The flip side to this opportunity is that if you start 'conversations' in many more places, you have to respond in many more places. There are tools like Backtype that help you consolidate all of your comments, but it not the same as having a conversation on a single platform, and plugging yourself into the culture, and spirit of that community. This is important, as these places are not just platforms, they are also communities. And if you want to succeed, you have to become a citizen-participant, and view it as a place with a culture, with ingroups and outgroups, and elites, and ordinary citizens. Before its algorithm change it was been reported that the top 100 Digg users controlled 56% of Digg's frontpage content, and that a niche group of just twenty individuals had submitted 25% of the frontpage content. A few sites have raised the problem of groupthink and the possibility that the site was being "manipulated", so to speak (According to Wikipedia which has its own oligarchy).
The big catch with this need to join the community, and become a citizen-participant (or even aspire to climb the social ladder and become a member of its elite) is that a distributed conversation splits your attention, and split attention is a tough thing to master - particularly if you have a day job.

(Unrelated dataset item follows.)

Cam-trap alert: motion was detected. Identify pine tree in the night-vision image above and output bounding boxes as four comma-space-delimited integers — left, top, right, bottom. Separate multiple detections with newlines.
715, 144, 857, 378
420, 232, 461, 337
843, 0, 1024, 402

Managing these conversations requires the skills of a new type of specialist. These are 'community managers' or 'conversation managers' or 'Online PR specialists' or 'Online Customer Service Executives' . The titles are different and the jobs slightly different, but they are essentially employed to engage in online conversations, and with online content. They also handle relationships with bloggers, and other media owners, but also handle responses for brands, and initiate conversations. These people already exist and the demand is growing, and consequently challenges the existing practices of the public relation business.
Call this online PR, call it customer services, or blogger outreach, but the core rationale for these people is to handle, and manage the rising tide of conversations out there. You can distribute content, but because you can't distribute your attention, we now needs specialists to handle this task.